In mosquitoes, density dependence reduces larval survivorship, increases time to pupation, and reduces female pupae size with increasing density (Hawley 1985b, Walsh et al. 2011, 2012, 2013) whereas density dependence is thought to have limited effects on adults (Juliano 2007). In this way density dependence in the larval stages likely influences population dynamics as described by Abrams (2009), through reduction in survivorship, increased development time, and possibly reduced fecundity as pupal size is positively related to female fecundity (Blackmore and Lord 2000). Density-dependent effects among larvae seem primarily a result of resource depletion (Leonard and Juliano 1995, Juliano 1998). A reduction in population size prior to accumulation of negative effects due to density dependence and resource depletion may more than offset the initial population reduction, as changes in per capita resource availability may produce stage specific overcompensation and the Hydra effect (Abrams and Vos 2003).

Hypothesis 2: Prudent Resource Exploitation (Abrams 2009) postulates that the addition of a mortality source (e.g., a predator) to a consumer population causes a change in individual behavior in the direction of reduction of risky active foraging. This results in more limited resource exploitation, greater resource regeneration, and consequently greater resource dependent growth and development, leading to overcompensation of the consumer population. Threat of predation often causes behavioral shifts in consumers that influence trophic cascades (Beckerman et al. 2014). These behavioral shifts may include changes in resource type consumed (Bernot and Turner 2001, Beckerman et al. 2014) or reduced consumer total foraging effort (Morrison 1999, Matsuda and Abrams 2004, Alexander et al. 2013). This altered resource use can allow increased productivity of the resource (Schmitz 1998, Trussell et al. 2003). The interaction between change in foraging effort and resource growth allows for the potential reversal of the initial population reduction (Abrams 2009). This hypothesis assumes that the resource is overexploited to the point that productivity of the consumer is below maximum, and postulates that the positive effects of a mortality source are not solely due to density changes per se but rather include a trait-mediated effect of the threat of mortality (Schmitz 1998, Morrison 1999, Trussell et al. 2003, Preisser et al. 2005).

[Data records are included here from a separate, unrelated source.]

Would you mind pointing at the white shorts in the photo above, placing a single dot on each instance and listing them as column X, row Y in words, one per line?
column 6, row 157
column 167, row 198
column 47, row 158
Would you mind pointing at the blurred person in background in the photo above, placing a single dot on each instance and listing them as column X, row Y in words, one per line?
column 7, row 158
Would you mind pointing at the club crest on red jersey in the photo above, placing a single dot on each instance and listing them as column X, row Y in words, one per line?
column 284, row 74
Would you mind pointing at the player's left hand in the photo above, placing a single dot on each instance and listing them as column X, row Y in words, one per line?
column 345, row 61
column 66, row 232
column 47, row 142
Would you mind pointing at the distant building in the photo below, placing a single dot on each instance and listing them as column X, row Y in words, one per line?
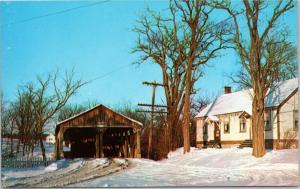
column 50, row 139
column 227, row 120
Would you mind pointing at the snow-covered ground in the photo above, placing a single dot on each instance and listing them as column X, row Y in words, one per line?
column 205, row 167
column 208, row 167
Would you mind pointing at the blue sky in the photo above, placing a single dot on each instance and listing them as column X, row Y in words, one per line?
column 95, row 41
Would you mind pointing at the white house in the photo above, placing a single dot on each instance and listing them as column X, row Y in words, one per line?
column 228, row 118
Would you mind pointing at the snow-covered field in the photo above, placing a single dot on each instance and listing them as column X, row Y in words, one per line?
column 205, row 167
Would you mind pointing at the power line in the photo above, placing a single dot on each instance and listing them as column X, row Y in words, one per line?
column 58, row 12
column 108, row 73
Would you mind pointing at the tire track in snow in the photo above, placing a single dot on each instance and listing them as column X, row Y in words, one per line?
column 90, row 171
column 26, row 181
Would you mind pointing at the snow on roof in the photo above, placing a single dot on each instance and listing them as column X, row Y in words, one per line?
column 242, row 100
column 135, row 121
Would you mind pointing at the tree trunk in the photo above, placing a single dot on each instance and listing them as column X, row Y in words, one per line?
column 43, row 148
column 258, row 125
column 186, row 113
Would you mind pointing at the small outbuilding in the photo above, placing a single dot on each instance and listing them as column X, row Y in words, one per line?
column 98, row 132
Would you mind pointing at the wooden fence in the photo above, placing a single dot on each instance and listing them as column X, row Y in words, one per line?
column 22, row 162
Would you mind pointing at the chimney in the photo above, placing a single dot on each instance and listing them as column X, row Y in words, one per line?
column 227, row 90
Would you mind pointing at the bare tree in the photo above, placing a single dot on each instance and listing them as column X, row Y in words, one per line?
column 47, row 103
column 180, row 44
column 261, row 53
column 70, row 110
column 288, row 70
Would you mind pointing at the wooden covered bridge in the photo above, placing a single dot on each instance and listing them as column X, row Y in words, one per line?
column 98, row 132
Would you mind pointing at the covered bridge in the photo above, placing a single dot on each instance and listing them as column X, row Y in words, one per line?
column 98, row 132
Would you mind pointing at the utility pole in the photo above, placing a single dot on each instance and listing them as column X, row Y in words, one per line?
column 152, row 105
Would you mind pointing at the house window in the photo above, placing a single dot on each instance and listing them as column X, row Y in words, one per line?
column 267, row 118
column 295, row 120
column 226, row 127
column 243, row 127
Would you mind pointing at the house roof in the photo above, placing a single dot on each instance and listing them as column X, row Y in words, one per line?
column 242, row 100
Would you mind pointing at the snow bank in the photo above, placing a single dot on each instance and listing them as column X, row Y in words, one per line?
column 14, row 173
column 57, row 165
column 207, row 167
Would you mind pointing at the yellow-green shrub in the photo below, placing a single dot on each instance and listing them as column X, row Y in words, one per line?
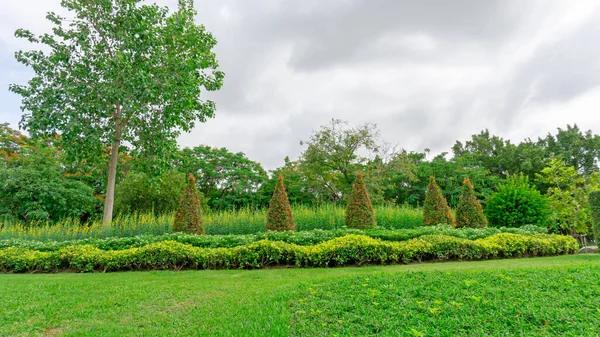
column 350, row 249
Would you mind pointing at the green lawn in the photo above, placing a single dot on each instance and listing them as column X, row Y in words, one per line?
column 283, row 302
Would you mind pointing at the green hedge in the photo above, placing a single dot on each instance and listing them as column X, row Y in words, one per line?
column 300, row 238
column 346, row 250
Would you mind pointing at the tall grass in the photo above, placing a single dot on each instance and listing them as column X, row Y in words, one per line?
column 244, row 221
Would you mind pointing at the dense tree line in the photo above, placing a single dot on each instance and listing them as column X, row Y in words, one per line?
column 38, row 183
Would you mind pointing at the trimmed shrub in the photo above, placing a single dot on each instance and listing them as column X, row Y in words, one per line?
column 189, row 214
column 469, row 212
column 435, row 208
column 517, row 203
column 359, row 210
column 305, row 238
column 346, row 250
column 279, row 215
column 594, row 201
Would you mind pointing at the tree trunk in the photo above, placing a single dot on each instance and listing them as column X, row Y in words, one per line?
column 112, row 175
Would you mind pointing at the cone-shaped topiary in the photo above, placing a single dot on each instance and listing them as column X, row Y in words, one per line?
column 189, row 215
column 359, row 210
column 469, row 212
column 279, row 215
column 435, row 209
column 594, row 200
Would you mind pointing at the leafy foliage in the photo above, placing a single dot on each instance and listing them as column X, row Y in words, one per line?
column 517, row 203
column 469, row 212
column 279, row 214
column 435, row 209
column 333, row 154
column 305, row 238
column 594, row 200
column 349, row 249
column 33, row 188
column 359, row 210
column 189, row 214
column 138, row 193
column 227, row 180
column 118, row 71
column 568, row 197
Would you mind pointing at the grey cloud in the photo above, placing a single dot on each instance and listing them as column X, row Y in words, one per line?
column 426, row 72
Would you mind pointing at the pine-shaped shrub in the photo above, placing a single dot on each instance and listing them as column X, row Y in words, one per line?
column 359, row 210
column 189, row 215
column 469, row 212
column 279, row 215
column 594, row 200
column 435, row 209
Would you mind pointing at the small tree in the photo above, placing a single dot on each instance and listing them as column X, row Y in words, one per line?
column 279, row 215
column 435, row 209
column 516, row 204
column 189, row 215
column 469, row 212
column 359, row 211
column 594, row 200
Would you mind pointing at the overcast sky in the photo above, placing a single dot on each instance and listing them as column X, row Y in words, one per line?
column 427, row 73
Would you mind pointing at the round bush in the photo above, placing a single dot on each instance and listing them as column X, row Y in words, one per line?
column 517, row 203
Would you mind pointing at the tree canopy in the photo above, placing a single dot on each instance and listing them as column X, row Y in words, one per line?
column 118, row 72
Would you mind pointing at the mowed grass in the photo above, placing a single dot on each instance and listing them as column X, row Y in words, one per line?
column 526, row 297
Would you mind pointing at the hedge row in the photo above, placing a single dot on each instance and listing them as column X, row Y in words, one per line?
column 306, row 238
column 346, row 250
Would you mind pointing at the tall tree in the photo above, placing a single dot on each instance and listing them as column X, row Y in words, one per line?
column 332, row 154
column 228, row 180
column 578, row 149
column 568, row 195
column 118, row 72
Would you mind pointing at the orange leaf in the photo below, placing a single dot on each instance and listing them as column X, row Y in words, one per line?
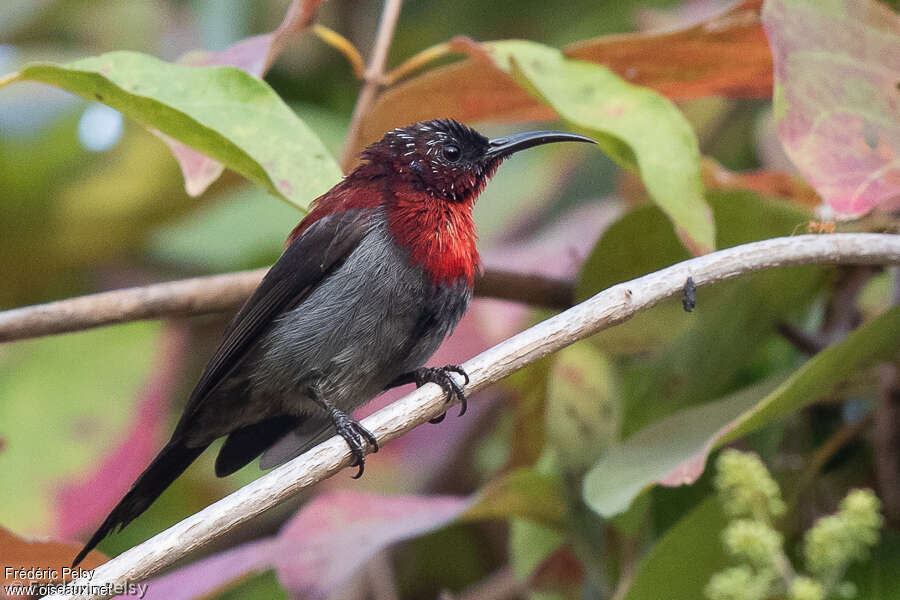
column 727, row 55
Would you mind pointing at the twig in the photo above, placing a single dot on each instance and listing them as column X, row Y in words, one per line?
column 218, row 293
column 820, row 457
column 500, row 585
column 608, row 308
column 886, row 441
column 372, row 77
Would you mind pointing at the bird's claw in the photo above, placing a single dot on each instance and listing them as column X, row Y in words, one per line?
column 451, row 387
column 354, row 434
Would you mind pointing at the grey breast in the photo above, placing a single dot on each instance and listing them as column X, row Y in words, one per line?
column 368, row 322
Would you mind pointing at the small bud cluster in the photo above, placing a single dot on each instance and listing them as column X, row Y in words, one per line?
column 751, row 497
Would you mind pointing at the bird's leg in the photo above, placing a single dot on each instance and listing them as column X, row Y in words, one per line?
column 349, row 429
column 442, row 377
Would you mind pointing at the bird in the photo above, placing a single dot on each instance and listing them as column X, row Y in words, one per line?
column 370, row 282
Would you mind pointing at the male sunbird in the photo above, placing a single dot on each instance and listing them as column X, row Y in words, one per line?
column 370, row 283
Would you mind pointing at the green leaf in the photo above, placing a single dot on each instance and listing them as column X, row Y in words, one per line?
column 242, row 230
column 583, row 406
column 65, row 401
column 876, row 578
column 523, row 493
column 642, row 241
column 673, row 451
column 222, row 112
column 679, row 566
column 637, row 127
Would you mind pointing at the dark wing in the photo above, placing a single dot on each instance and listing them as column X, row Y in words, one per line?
column 309, row 258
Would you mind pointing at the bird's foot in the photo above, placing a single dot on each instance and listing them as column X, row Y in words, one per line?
column 354, row 434
column 451, row 387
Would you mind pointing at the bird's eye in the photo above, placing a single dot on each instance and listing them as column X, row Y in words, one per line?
column 452, row 153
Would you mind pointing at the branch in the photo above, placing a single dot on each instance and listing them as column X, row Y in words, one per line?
column 219, row 293
column 608, row 308
column 372, row 77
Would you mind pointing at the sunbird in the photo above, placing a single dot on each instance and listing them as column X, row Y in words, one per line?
column 370, row 283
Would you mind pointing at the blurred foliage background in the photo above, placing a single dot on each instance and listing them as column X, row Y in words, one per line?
column 564, row 456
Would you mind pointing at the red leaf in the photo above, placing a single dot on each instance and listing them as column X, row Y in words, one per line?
column 320, row 548
column 50, row 560
column 727, row 56
column 837, row 103
column 82, row 503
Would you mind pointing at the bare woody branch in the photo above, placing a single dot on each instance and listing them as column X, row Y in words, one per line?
column 608, row 308
column 372, row 76
column 219, row 293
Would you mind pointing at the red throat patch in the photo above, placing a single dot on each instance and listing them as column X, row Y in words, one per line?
column 438, row 234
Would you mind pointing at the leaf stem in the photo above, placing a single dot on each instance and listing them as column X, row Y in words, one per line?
column 607, row 309
column 419, row 60
column 342, row 45
column 371, row 77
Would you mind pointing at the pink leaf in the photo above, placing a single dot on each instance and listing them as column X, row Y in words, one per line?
column 837, row 100
column 320, row 548
column 254, row 55
column 82, row 503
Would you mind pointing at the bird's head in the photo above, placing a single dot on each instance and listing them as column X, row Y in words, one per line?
column 448, row 160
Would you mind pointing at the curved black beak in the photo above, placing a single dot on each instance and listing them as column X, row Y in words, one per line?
column 502, row 147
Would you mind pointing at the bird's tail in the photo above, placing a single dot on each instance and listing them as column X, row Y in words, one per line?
column 165, row 468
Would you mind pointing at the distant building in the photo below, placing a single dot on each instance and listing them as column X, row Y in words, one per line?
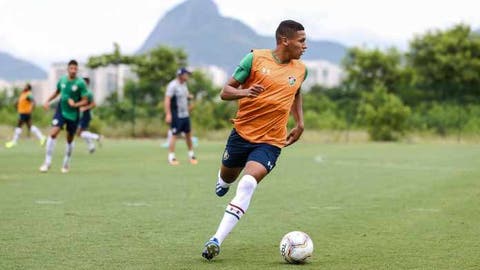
column 104, row 81
column 38, row 87
column 216, row 74
column 321, row 72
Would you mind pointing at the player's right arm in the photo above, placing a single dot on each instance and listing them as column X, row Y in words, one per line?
column 167, row 103
column 46, row 105
column 231, row 90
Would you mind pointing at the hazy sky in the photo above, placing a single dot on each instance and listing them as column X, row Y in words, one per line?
column 44, row 31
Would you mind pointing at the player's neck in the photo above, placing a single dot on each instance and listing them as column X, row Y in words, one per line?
column 280, row 56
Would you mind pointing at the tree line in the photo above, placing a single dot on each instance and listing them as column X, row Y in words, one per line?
column 434, row 86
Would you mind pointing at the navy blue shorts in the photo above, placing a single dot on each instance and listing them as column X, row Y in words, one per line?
column 180, row 125
column 85, row 120
column 239, row 151
column 24, row 117
column 60, row 121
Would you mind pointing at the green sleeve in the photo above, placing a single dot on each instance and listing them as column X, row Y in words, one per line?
column 243, row 69
column 83, row 89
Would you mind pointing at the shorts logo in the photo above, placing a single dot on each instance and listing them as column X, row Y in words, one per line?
column 226, row 156
column 292, row 80
column 270, row 165
column 265, row 71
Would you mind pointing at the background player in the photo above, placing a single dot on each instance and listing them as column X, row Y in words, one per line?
column 25, row 105
column 85, row 118
column 267, row 85
column 73, row 95
column 177, row 114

In mosquitoes, and many other organisms with aquatic juveniles larval behavior affects predation risk such that active behaviors involving feeding and movement increase interaction with predators and predation risk (reviewed by Orrock et al. 2013; also Juliano and Reminger 1992, Grill and Juliano 1996, Juliano and Gravel 2002). Changes in individual behavior have been observed in response to chemical cues present in the residues of damaged victims (Kesavaraju et al. 2007, Costanzo et al. 2011), but potential population level effects of this behavioral change interacting with density dependence have not been investigated.

Organisms

Aedes triseriatus and Aedes albopictus were chosen for this experimental test of these hypotheses as the complex life cycle of both species include density-dependent effects in the larval stage that strongly impact survivorship and traits of adults in a manner similar to that described by Abrams (2009). Aedes triseriatus in particular exhibits strong behavioral plasticity in response to predation cues (Juliano and Reminger 1992, Grill and Juliano 1996, Juliano and Gravel 2002, Kesavaraju et al. 2007, 2009, Wormington and Juliano 2014). Thus, both of Abrams’ (2009) hypotheses for mechanisms of overcompensation and the Hydra effect are plausible for these species. These effects may be important in efforts to control mosquitoes and other pests, wherein a human intervention is the extrinsic source of mortality (Agudelo-Silva and Spielman 1984, Walker and Lynch 2007, Zipkin et al. 2009, Minnie et al. 2016).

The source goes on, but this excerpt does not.